The Gardens were full of beautiful flowers of every color, native to the Seychelles. The Gardens go on for acres, and one could easily spend three to four hours exploring and smelling all the native plants. Nestled in between the bushes and fauna is a small hut where two women sit out front with a massive green leaf, used as a fan. After a small conversation and an even smaller $5 fee, the ladies will lead you to an area full of the native Aldabra Tortoise. The fee includes thirty minutes with the tortoises, and a large branch full of leaves to feed them. The oldest tortoise, Hannah, is thought to be more than 90 years old, and has been living in the Botanical Gardens for more than 15 years.

Our third day in paradise was devoted to the living species found underneath the crystal blue water. We headed back to Eden Island where we went to Big Blue Divers for a morning and afternoon diving trip. They have the equipment and guides to help certified master divers and first-time divers alike. After filing out the necessary paperwork, we loaded into a pickup with the other divers and headed to the boat for the afternoon. My advice: dive right in! The first dive was amazing, with a plethora of fish, algae, and coral rocks to see and interact with. The second dive, however, told the story of bleaching, with much of the coral white as snow, and marine life hard to find. The highlights of the dive were swimming next to sea turtles, and playing hide and seek with some Moray Eels.

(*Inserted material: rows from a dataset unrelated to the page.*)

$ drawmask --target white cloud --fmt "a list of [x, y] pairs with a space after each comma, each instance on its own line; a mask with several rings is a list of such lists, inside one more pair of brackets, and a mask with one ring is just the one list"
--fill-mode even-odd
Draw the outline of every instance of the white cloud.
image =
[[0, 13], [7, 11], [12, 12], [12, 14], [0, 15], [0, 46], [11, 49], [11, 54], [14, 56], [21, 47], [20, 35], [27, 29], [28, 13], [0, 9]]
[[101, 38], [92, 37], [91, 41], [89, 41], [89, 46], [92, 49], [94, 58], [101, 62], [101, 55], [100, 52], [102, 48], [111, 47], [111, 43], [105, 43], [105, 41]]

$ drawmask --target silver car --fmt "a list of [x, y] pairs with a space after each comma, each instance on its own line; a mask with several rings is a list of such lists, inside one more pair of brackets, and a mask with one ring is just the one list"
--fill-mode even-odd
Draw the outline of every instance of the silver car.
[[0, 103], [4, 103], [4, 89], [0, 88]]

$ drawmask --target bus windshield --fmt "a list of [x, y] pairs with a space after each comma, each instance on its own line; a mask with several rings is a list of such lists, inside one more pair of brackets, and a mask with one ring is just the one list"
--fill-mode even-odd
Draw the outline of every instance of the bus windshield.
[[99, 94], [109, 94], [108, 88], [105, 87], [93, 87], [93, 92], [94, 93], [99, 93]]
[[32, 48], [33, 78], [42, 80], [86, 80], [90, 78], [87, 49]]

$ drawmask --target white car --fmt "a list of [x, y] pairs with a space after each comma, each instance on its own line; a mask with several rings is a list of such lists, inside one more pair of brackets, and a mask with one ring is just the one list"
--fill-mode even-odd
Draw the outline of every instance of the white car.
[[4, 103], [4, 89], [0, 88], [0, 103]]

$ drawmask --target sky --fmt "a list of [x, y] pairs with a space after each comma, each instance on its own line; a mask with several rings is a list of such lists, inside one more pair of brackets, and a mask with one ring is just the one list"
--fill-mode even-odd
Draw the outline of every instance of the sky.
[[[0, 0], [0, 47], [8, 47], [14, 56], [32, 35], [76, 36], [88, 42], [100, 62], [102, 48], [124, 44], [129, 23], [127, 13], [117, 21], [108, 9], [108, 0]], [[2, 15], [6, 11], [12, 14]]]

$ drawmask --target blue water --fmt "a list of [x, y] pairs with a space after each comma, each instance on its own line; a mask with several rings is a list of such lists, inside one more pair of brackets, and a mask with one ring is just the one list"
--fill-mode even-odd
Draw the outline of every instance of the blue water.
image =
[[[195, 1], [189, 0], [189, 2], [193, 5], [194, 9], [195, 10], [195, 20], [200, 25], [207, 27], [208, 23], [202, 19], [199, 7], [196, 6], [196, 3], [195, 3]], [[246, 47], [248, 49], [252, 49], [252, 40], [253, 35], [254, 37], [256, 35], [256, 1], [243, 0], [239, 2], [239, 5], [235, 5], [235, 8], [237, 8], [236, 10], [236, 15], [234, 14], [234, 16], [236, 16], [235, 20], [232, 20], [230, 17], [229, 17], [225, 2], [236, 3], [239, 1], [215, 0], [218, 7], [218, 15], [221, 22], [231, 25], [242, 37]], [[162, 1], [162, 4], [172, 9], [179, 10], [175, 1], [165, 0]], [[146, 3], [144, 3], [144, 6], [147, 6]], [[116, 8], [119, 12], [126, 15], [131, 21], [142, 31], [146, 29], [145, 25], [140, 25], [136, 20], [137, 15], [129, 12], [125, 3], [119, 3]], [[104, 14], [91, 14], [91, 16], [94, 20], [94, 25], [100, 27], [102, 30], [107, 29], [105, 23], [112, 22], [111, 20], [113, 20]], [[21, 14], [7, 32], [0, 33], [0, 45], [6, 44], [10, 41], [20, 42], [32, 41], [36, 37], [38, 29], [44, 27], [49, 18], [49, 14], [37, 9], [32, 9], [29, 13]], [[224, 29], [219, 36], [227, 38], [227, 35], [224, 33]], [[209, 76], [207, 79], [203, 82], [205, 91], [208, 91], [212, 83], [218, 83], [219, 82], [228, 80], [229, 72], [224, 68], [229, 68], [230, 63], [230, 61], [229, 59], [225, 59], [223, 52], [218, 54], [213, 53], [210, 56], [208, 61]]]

The highlight of the Seychelles came on our last day there. The sun was shining with a slight breeze to cool off the sun soaked skin of our bodies. It was time for one of our final dips in the Indian Ocean, before we had to go back and begin packing our suitcases. The south side of the island was the only place where there were waves big enough to entertain, exactly where the Banyan Tree was located. As I was going over my favorite moments of the trip, my mother noticed a bottle floating a little farther out. My sister swam out a few yards to grab it and bring it to shore to throw away. “Wouldn’t it be cool if there was a note in it?” I shouted as she grabbed it. After a moment of silence, she screamed, “There is a note in it!” We ran as fast as we could to shore, dried our hands off and opened the bottle. Here is one side of the note we found:

Unfortunately, it was written in German, but it was dated 1945, which sparked our interest. There were no guests at the hotel that were from Germany, so I sent the pictures to a friend from Berlin. At first, he thought this was a joke because of the contents of the letter.

22 July, 1945

Dear receiver,

Please do not throw this note away. My fate is extraordinary and unbelievably terrible. I am in need of help. I write in German because only a German can help. The German submarine U34 commander, Admiral Reitz, cast me to this lonely island from where I look for your help. And from it I do not know the name nor the coordinates. Therefore, dear receiver, I am openly admitting that I am an agent, spy, traitor, or whatever you wish to see me. I am working for the British secret service known to the German officials. I was operating in Kenya and was exposed as a traitor. They kidnapped me and brought me to the previously mentioned submarine in attempt to extract my secrets. When I did not break, they left me at this island to break my will until May. But nobody has come. I hate this war and I am willing to reciprocate anyone who helps me I am lacking basic needs – please help me!

Irene von Merenburg

To this day, we still don’t know if the note is a prank, or the resolution to a WWII mystery. Regardless, it was an exciting and interesting way to end the trip. Overall, the Seychelles are some of the most beautiful islands to visit. The pearly white beaches and the turquoise water offers a picturesque paradise. The people are friendly and eager to share stories of their culture. A destination to add to any travelers list indeed!